Main Types of Baby Formula Milk
There are three sorts of baby formulas: cow’s milk format, soy formula, and specialty formula. These formulas are provided in three different formats: Powder that you mix with water, liquid concentrate that you mix with water, and prepared formulae that do not require mixing.
Made from Cow’s Milk
These formulas account for over 80% of all formulations marketed. Cow’s milk in the formula is processed to make the protein more edible, and lactose (milk sugar) is added to make it more comparable to breast milk. Because vegetable oil substitute for milk fat, newborns can absorb it more easily.
Protein in this sort of formula has been broken down for better digestion. In babies who are allergic to milk protein, these are less likely to cause an allergic reaction. They are generally more expensive than standard formulations.
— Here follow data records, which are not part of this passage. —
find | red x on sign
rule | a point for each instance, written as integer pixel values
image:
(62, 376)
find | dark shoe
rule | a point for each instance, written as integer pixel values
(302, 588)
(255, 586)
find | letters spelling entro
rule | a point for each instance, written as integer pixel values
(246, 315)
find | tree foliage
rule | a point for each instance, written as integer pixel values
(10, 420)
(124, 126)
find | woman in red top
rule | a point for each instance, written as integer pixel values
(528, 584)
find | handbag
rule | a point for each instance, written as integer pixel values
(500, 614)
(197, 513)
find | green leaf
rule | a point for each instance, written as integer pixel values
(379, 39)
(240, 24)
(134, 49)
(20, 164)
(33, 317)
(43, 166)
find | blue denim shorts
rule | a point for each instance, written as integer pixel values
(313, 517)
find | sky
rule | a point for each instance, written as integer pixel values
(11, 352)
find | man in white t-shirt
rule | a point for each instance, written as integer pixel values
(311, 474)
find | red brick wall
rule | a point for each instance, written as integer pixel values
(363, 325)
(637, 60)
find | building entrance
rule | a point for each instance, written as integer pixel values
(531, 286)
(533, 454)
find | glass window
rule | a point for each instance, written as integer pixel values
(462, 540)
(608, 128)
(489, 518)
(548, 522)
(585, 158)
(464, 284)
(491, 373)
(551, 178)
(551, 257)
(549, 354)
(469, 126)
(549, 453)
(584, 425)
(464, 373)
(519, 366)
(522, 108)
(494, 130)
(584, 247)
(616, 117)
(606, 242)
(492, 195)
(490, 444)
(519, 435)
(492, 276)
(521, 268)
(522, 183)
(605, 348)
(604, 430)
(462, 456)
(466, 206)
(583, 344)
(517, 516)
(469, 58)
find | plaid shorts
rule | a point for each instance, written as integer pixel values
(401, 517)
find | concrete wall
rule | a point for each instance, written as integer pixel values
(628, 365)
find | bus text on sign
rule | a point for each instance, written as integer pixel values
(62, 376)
Amino Acid-Based Allergen-Free
This is the most hypoallergenic type of european baby formula because it is manufactured with specific amino acids that are not derived from dairy or soy. Most babies with severe food allergies can tolerate formulas based on amino acids.
Soy-based formulations include no lactose and employ soy proteins. These formulae may benefit babies who are allergic to lactose, which is found in cow’s milk. However, according to the American Academy of Pediatrics (AAP), up to half of all babies who are allergic to milk protein are also immune to soy protein.
Specialized formulae are created for babies who have specific diseases or disorders. Preterm infants, for example, require a specific formula. Because they differ from standard baby formulae, it is critical to follow all feeding guidelines and instructions. Do not use a specialty formula unless your pediatrician recommends it.
How to Select the Most Appropriate Baby Formula
While your baby’s precise requirements will vary, there are a few recommendations to help you narrow down your search.
Consult your Child’s Doctor:
Your baby’s doctor can advise you on the best type of formula for him or her.
Take into Account your Baby’s Diet or Allergy Limitations:
Is there any on your baby? If this is the case, consult your doctor to see if your child requires a special formula.
Choose a Reputable and Regulated Brand:
In addition to consulting with your physician, Dr. Abelowitz suggests selecting a brand that is FDA-approved (which, remember, all U.S. formulas are!) and has been on the market for some time.
Understand that you are not required to Follow the Instructions Given to you by the Hospital:
If the hospital offered you a specific type of formula after your baby was born, know that you don’t have to use it indefinitely, according to Dr. Feeley. “All of the hospitals I’ve worked at are literally contracted (with a company for a set period of time), so they give Similac six months out of the year and Enfamil six months out of the year.” As a result, one isn’t inherently superior to another.
Recognize that a Higher Price does not Always Imply a Higher level of Quality:
Again, all infant formulae sold in the United States are held to stringent standards, so you don’t have to worry about safety when selecting a formula manufacturer for your family.
In terms of ingredients, brand name and generic versions are equivalent, however, the generic version is less expensive. Organic formulas must adhere to the same baby formula regulations as non-organic brands, but they are free of GMOs and contain certified organic components. As a result, they are frequently more costly. Before giving your baby powdered or liquid concentrate, mix it with water. The liquid solution in ready-to-eat bottles has already been diluted with the required amount of water.